Tak, odważyłam się w końcu wziąć ponownie do ręki distressy, pędzelek i Lavionkowy stempel i spróbować po raz drugi kolorowania tuszami ;) Kilkanaście pierwszych prób kończyło się na tym, że jak włosy wyszły dobrze to spódnica była plamą i na odwrót - to co widzicie to pierwszy obrazek który w miarę wyszedł w całości - nie miałam juz siły próbować dalej. Ale będę... dobrze, że Święta przed nami - będzie duuużo czasu na kolejne próby :D
Chyba już Walentynki mi siedzą w głowie bo postała taka wesoła, kolorowa kartka z serduszkiem :) No i te motylki... trochę mnie poniosło twórczo ;) najpierw przystemplowałam ze dwa - a bo wesołe kolory, kwiatowe motywy na papierze no a potem zastanowilam się nad tym skąd u licha mają być motyle w zimie ( Lavionka ewidentnie w stroju zimowym)... no i już chciałam maskować jak mnie olśniło ;) Miłość - motylki w brzuchu. Stwierdziłam, że nawet trzyma się kupy ta teoria więc dostemplowałam kolejne i tak już zostało :)
7 godzin temu
8 komentarzy:
Kartka śliczna, a stempel pomalowany fenomenalnie!!
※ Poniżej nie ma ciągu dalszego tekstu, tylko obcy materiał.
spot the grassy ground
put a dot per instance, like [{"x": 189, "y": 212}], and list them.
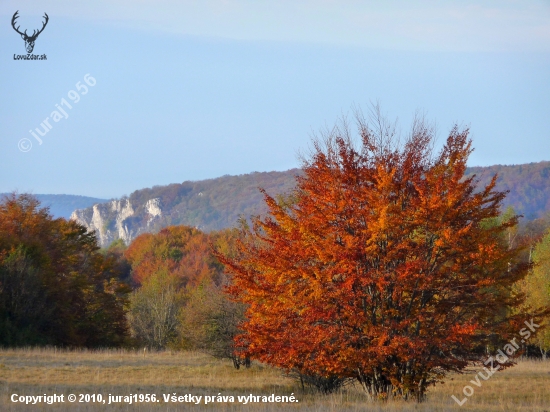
[{"x": 525, "y": 387}]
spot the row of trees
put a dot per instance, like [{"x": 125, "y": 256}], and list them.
[{"x": 56, "y": 288}]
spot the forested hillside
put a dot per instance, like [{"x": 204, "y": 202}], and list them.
[
  {"x": 215, "y": 204},
  {"x": 529, "y": 186}
]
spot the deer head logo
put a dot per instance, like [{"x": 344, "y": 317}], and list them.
[{"x": 29, "y": 40}]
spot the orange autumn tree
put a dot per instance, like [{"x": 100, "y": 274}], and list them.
[{"x": 379, "y": 267}]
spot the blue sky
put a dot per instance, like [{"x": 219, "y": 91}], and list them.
[{"x": 188, "y": 90}]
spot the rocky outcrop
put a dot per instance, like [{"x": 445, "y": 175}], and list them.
[{"x": 118, "y": 219}]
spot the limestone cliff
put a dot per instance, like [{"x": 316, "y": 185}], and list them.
[{"x": 118, "y": 219}]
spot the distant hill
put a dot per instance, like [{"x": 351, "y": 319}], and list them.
[
  {"x": 217, "y": 203},
  {"x": 529, "y": 186},
  {"x": 65, "y": 205},
  {"x": 207, "y": 204}
]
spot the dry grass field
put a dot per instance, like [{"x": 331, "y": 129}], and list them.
[{"x": 526, "y": 387}]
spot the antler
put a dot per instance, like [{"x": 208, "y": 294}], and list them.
[
  {"x": 15, "y": 16},
  {"x": 43, "y": 26}
]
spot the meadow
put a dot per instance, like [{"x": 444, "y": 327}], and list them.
[{"x": 525, "y": 387}]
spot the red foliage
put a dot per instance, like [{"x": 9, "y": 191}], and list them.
[{"x": 382, "y": 267}]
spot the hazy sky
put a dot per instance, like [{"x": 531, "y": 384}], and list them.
[{"x": 188, "y": 90}]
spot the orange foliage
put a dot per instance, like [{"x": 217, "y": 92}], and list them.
[
  {"x": 180, "y": 251},
  {"x": 381, "y": 269}
]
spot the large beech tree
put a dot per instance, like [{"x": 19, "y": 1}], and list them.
[{"x": 380, "y": 265}]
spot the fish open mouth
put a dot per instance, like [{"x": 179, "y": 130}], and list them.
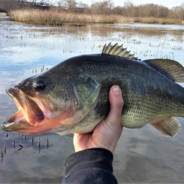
[{"x": 28, "y": 114}]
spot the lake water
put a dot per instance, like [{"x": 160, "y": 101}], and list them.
[{"x": 142, "y": 156}]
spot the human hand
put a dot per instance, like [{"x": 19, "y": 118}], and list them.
[{"x": 107, "y": 133}]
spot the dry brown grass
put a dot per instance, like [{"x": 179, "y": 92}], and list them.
[{"x": 54, "y": 18}]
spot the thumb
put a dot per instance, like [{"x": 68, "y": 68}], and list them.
[{"x": 116, "y": 105}]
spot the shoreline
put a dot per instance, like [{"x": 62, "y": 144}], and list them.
[{"x": 55, "y": 18}]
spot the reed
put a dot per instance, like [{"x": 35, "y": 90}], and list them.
[{"x": 55, "y": 18}]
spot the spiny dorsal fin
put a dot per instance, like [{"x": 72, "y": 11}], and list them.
[
  {"x": 172, "y": 69},
  {"x": 116, "y": 50}
]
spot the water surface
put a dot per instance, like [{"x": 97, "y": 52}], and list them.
[{"x": 142, "y": 156}]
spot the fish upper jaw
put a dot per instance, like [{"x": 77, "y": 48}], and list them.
[{"x": 28, "y": 111}]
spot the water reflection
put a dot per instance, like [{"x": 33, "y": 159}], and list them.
[{"x": 142, "y": 155}]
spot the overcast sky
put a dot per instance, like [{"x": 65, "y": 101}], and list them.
[{"x": 167, "y": 3}]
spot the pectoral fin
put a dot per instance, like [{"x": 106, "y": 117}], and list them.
[
  {"x": 168, "y": 127},
  {"x": 86, "y": 91}
]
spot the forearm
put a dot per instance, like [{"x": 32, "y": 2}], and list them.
[{"x": 90, "y": 166}]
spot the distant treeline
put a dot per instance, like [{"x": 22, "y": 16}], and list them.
[{"x": 128, "y": 9}]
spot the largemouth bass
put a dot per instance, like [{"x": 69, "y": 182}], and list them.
[{"x": 72, "y": 97}]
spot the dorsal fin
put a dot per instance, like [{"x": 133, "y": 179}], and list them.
[
  {"x": 116, "y": 50},
  {"x": 172, "y": 69}
]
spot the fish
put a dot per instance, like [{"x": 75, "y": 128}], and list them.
[{"x": 72, "y": 97}]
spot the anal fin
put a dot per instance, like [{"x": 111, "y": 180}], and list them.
[{"x": 168, "y": 127}]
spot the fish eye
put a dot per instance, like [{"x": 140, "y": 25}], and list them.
[{"x": 39, "y": 85}]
jak na moje oko to Lavionka pokolorowana pierwsza klasa :)
własnie się dzisiaj zastanawiałam kiedy zobaczę u kogoś pierwszą kartkę walentynkową :)
no i mówisz i masz jak widzę :D
no jak to>>????tak bosko???bez wysilku?:P
Haha, a ja dzisiaj właśnie pomyślałam sobie, że może by tak zacząć coś z Walentyntkami, i od razu pomyślałam o Lavionkach :-))
A tu proszę, jak na zawołanie karteczka walentynkowa z CUDNIE pomalowanym stempelkiem!!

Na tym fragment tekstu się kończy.